Interesting Stuff - Week 10, 2026

Posted by nielsb on Sunday, March 8, 2026

This week’s roundup takes us from the depths of Linux kernel lock contention at Netflix to the ambitious vision of federating AI-powered coding agents into a collaborative workforce. Along the way, we explore how data architectures are evolving from passive reporting to autonomous decision-making systems, and how Anthropic is tackling the thorny problem of making sure your agent skills actually work reliably.

Whether you’re a systems engineer wrestling with container scaling, an architect designing real-time data pipelines, or a developer building and testing agent skills, there’s something here to spark your curiosity. Let’s dive in!


Distributed Computing

  • Mount Mayhem at Netflix: Scaling Containers on Modern CPUs. In this post, the Netflix Technology Blog (authored by Harshad Sane and Andrew Halaney) takes us on a deep-dive detective story into what happens when container orchestration meets CPU architecture at massive scale. After migrating to a modern kubelet and containerd runtime, Netflix began seeing nodes stall for 30+ seconds during simple health checks. The culprit? A kernel-level global mount lock that turned into a brutal bottleneck when launching hundreds of many-layered container images simultaneously. The new runtime assigns each container a unique host user range for improved security, but this means containerd performs thousands of mount and unmount operations, up to 20,200 for 100 containers with 50-layer images, all competing for the same global lock.
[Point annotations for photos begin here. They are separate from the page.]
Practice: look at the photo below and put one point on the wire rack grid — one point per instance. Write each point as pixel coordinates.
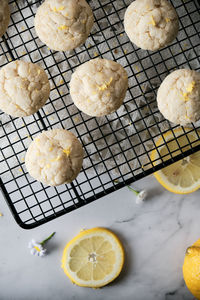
(117, 147)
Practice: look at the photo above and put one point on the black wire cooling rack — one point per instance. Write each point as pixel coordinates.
(117, 147)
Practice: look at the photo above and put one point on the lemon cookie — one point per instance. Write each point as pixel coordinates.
(179, 97)
(63, 24)
(151, 24)
(24, 88)
(98, 87)
(54, 157)
(4, 16)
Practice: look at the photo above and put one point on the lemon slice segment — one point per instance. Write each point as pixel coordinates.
(93, 258)
(182, 177)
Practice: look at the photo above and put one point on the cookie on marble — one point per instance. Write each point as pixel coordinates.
(151, 24)
(24, 88)
(64, 25)
(4, 16)
(54, 157)
(98, 87)
(179, 97)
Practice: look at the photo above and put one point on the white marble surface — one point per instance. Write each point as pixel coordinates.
(155, 236)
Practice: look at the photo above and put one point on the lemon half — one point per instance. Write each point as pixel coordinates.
(93, 258)
(181, 177)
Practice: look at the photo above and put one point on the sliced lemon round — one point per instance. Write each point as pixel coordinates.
(182, 177)
(93, 258)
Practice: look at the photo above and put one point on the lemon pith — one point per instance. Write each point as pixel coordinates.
(191, 269)
(93, 258)
(183, 176)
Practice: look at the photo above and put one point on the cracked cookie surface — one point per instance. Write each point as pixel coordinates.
(54, 157)
(63, 25)
(98, 87)
(24, 88)
(179, 97)
(4, 16)
(151, 24)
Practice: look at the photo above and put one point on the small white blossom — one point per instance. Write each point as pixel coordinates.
(141, 196)
(36, 248)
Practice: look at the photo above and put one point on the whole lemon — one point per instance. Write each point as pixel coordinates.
(191, 269)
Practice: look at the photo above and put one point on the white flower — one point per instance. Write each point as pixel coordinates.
(36, 248)
(141, 197)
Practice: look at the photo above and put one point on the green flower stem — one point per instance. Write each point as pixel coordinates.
(47, 239)
(132, 190)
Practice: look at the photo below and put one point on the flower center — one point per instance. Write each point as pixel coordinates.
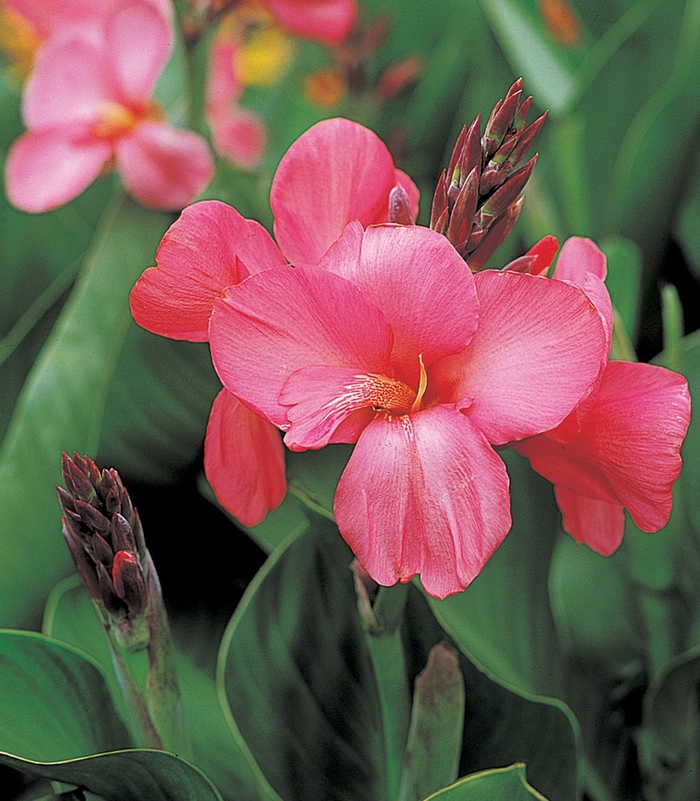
(115, 121)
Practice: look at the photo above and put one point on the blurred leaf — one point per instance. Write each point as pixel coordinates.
(297, 676)
(156, 411)
(502, 725)
(54, 702)
(531, 53)
(71, 617)
(670, 735)
(133, 775)
(437, 722)
(61, 407)
(503, 784)
(503, 620)
(624, 279)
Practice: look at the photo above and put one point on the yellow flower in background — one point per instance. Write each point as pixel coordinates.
(18, 42)
(265, 51)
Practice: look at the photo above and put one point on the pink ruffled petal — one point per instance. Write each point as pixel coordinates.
(282, 320)
(567, 465)
(320, 399)
(598, 524)
(423, 494)
(405, 181)
(45, 170)
(69, 83)
(139, 40)
(539, 347)
(634, 434)
(243, 460)
(418, 281)
(337, 172)
(579, 257)
(238, 135)
(206, 250)
(325, 21)
(164, 167)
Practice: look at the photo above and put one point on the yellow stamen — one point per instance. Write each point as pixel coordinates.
(18, 42)
(422, 385)
(264, 56)
(115, 121)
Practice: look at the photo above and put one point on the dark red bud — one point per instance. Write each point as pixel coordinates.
(400, 206)
(129, 581)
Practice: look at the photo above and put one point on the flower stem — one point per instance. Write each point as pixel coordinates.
(162, 688)
(388, 659)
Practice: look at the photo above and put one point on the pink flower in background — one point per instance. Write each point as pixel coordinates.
(325, 21)
(211, 247)
(620, 449)
(88, 104)
(391, 344)
(238, 134)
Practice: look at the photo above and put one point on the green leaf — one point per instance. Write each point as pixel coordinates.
(61, 408)
(126, 776)
(504, 784)
(70, 616)
(531, 53)
(297, 677)
(54, 702)
(502, 725)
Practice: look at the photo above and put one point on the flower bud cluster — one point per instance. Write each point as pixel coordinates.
(104, 535)
(479, 197)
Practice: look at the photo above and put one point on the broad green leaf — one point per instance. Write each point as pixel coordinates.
(531, 53)
(504, 784)
(61, 408)
(133, 775)
(70, 617)
(297, 678)
(503, 620)
(501, 725)
(155, 414)
(54, 702)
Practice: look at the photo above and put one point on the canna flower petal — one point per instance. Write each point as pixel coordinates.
(164, 167)
(516, 374)
(423, 494)
(581, 262)
(325, 21)
(627, 451)
(139, 41)
(210, 247)
(243, 460)
(599, 524)
(337, 172)
(282, 320)
(438, 316)
(238, 135)
(46, 169)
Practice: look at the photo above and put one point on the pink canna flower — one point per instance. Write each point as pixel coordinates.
(325, 21)
(212, 247)
(391, 344)
(620, 449)
(88, 104)
(238, 134)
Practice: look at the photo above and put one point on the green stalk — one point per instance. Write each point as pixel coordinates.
(163, 697)
(388, 659)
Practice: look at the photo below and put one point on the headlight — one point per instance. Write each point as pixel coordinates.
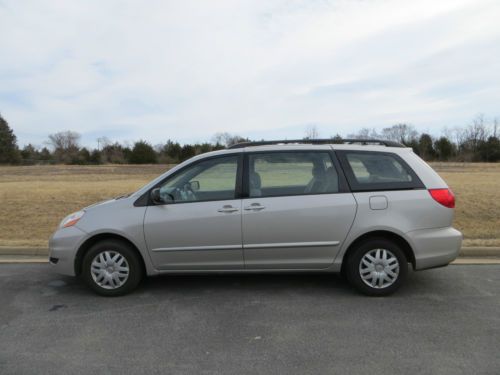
(72, 219)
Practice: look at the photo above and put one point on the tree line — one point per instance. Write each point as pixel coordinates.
(477, 142)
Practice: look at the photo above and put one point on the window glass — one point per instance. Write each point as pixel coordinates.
(292, 173)
(213, 179)
(373, 168)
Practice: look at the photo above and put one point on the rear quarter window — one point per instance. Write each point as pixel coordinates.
(366, 171)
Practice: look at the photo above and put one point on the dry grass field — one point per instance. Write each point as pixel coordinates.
(34, 199)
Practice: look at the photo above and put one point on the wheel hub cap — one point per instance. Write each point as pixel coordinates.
(109, 269)
(379, 268)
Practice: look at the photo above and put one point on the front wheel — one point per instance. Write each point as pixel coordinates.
(377, 267)
(112, 268)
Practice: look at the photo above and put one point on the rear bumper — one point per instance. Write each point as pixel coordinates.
(63, 246)
(434, 247)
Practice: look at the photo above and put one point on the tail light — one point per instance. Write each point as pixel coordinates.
(443, 196)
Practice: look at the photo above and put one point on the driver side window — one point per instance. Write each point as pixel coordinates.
(213, 179)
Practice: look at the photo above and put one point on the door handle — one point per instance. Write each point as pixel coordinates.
(254, 207)
(227, 209)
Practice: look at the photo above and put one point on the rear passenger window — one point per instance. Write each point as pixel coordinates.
(291, 173)
(378, 171)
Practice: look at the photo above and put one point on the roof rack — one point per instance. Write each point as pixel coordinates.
(320, 142)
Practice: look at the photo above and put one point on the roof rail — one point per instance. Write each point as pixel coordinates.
(319, 142)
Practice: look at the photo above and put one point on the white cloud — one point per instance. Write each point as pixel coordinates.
(185, 70)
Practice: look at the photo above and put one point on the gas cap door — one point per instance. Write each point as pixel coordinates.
(378, 202)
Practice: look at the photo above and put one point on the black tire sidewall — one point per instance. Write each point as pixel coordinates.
(352, 269)
(135, 267)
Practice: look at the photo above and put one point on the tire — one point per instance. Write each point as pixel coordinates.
(377, 267)
(112, 268)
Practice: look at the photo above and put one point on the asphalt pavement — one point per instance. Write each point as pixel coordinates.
(443, 321)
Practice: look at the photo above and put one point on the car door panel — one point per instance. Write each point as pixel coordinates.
(296, 232)
(194, 236)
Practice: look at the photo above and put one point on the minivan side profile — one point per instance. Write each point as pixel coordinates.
(369, 209)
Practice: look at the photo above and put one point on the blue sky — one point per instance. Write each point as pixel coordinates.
(158, 70)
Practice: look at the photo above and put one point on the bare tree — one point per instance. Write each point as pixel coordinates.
(312, 132)
(402, 133)
(227, 139)
(66, 146)
(365, 133)
(102, 142)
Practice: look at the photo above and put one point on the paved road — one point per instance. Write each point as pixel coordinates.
(444, 321)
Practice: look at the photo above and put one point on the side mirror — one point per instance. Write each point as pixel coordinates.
(194, 185)
(156, 196)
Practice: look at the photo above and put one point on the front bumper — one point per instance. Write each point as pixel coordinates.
(63, 246)
(435, 247)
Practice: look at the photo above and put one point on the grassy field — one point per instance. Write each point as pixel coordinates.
(34, 199)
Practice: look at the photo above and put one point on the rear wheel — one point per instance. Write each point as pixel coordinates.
(112, 268)
(377, 267)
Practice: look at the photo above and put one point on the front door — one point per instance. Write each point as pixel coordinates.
(199, 226)
(297, 214)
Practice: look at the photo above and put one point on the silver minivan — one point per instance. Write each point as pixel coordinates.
(368, 209)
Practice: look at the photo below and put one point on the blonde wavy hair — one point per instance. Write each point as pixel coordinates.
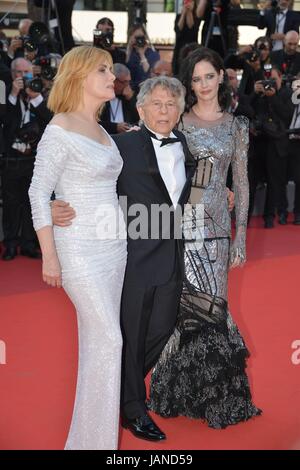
(67, 91)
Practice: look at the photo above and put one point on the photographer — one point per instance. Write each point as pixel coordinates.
(247, 59)
(186, 29)
(120, 114)
(140, 56)
(273, 110)
(288, 59)
(36, 42)
(104, 39)
(263, 44)
(24, 123)
(278, 20)
(294, 149)
(221, 8)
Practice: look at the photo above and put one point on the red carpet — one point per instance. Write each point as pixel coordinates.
(38, 330)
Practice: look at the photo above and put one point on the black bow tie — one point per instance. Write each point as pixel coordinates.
(164, 140)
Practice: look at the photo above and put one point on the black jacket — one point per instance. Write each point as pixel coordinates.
(150, 261)
(268, 20)
(130, 113)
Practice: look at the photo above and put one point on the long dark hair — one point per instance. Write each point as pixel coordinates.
(187, 70)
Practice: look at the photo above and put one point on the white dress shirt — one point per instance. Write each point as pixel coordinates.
(170, 160)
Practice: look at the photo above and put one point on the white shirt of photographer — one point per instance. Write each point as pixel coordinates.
(170, 160)
(280, 22)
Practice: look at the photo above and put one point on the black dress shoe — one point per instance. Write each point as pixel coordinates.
(282, 219)
(31, 253)
(9, 253)
(269, 222)
(297, 219)
(144, 427)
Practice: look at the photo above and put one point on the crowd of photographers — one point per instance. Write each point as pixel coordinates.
(264, 79)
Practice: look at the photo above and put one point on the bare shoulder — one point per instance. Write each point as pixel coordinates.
(63, 120)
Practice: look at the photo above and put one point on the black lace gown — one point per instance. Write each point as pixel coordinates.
(201, 372)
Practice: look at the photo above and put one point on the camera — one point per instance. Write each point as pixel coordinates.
(252, 56)
(103, 40)
(27, 44)
(140, 41)
(38, 35)
(287, 79)
(274, 6)
(269, 83)
(267, 71)
(34, 84)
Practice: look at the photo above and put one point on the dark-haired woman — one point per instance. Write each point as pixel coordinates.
(186, 29)
(201, 372)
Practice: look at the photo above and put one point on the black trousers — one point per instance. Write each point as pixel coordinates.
(148, 318)
(276, 166)
(294, 171)
(17, 221)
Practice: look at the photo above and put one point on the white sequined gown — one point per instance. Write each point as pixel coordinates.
(84, 173)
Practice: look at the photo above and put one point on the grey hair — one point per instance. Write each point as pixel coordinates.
(120, 69)
(168, 83)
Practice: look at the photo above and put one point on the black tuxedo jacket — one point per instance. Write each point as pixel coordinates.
(151, 262)
(268, 20)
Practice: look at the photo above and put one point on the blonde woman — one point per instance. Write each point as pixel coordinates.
(78, 160)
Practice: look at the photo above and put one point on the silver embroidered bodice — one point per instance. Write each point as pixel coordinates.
(215, 145)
    The investigation revealed that hardware architecture matters enormously. Older dual-socket r5.metal instances with NUMA topology and centralised cache designs suffered the worst, with cache-line bouncing and false sharing consuming 95% of pipeline slots. Disabling hyperthreading improved latencies by 20–30%, and AMD’s distributed chiplet-based cache architecture outperformed Intel’s mesh-based design by roughly 20% under the same contention. Netflix ultimately worked with the containerd upstream to reduce mount operations from O(n) per container (where n is the number of image layers) to O(1) by mapping the common parent directory, effectively eliminating the lock as a launch-time bottleneck.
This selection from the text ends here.